Dans la première œuvre, il travaille à l’extrême la douceur des sonorités: nous donne-t-il à entendre des infra-sons ? Volutes liquides, ralentis subits, le combat fébrile et démesuré  de titan s’oppose à la patience de chercheur d’or. Sur un fond d’inquiétude dévorante.  Dans le Brahms, il nous livre des détonations délirantes, des électrochocs, sublimes dans l’infiniment petit. Il travaille la matière musicale au ras des notes, comme de l’horlogerie fine,  ou l’entomologie du microcosmos ! L’expressivité est intense, démultipliée. Roulé sur lui-même, il livre goutte à goutte  la sève de son intériorisation. Les contrastes sont aigus, les pianissimi et les salves sonores, surhumaines. Des demi-applaudissements discrets indiquent l’enthousiasme du public après le premier mouvement. L’Andante espressivo rappelle la Bohême natale de l’artiste, pays du cristal. Le toucher fait ressortir des mosaïques de lumière. Maître des scintillements, il plonge dans l’infini de trilles fabuleuses.

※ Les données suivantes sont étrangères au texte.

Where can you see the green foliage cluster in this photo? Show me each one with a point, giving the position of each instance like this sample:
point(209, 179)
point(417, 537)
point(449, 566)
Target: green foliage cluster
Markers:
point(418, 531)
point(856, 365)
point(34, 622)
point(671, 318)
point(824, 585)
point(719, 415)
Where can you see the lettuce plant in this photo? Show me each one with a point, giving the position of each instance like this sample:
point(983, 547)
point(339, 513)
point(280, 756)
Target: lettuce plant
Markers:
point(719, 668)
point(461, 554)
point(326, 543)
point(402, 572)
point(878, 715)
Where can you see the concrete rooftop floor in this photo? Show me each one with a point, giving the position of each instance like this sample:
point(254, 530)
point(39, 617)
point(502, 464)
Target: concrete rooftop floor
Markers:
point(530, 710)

Repos et recherche  intense de concentration dans le silence avant un Scherzo défiant l’Eternel. L’intermezzo est combatif pour se retrouver dans un bain de lumière dans le Finale. Il expose un lieu surnaturel où la douceur et la puissance se réconcilient dans un vaste bouquet de notes éblouissantes. Le son rond et puissant fait penser à l’illustre Richter qui disait de l’interprète qu’ « il ne doit pas dominer la musique, mais devrait se dissoudre en elle. » Le bis?  Une danse tchèque de Smetana.  On pouvait s'en douter!

 

 A paraître,  un nouvel article : L’égérie du festival…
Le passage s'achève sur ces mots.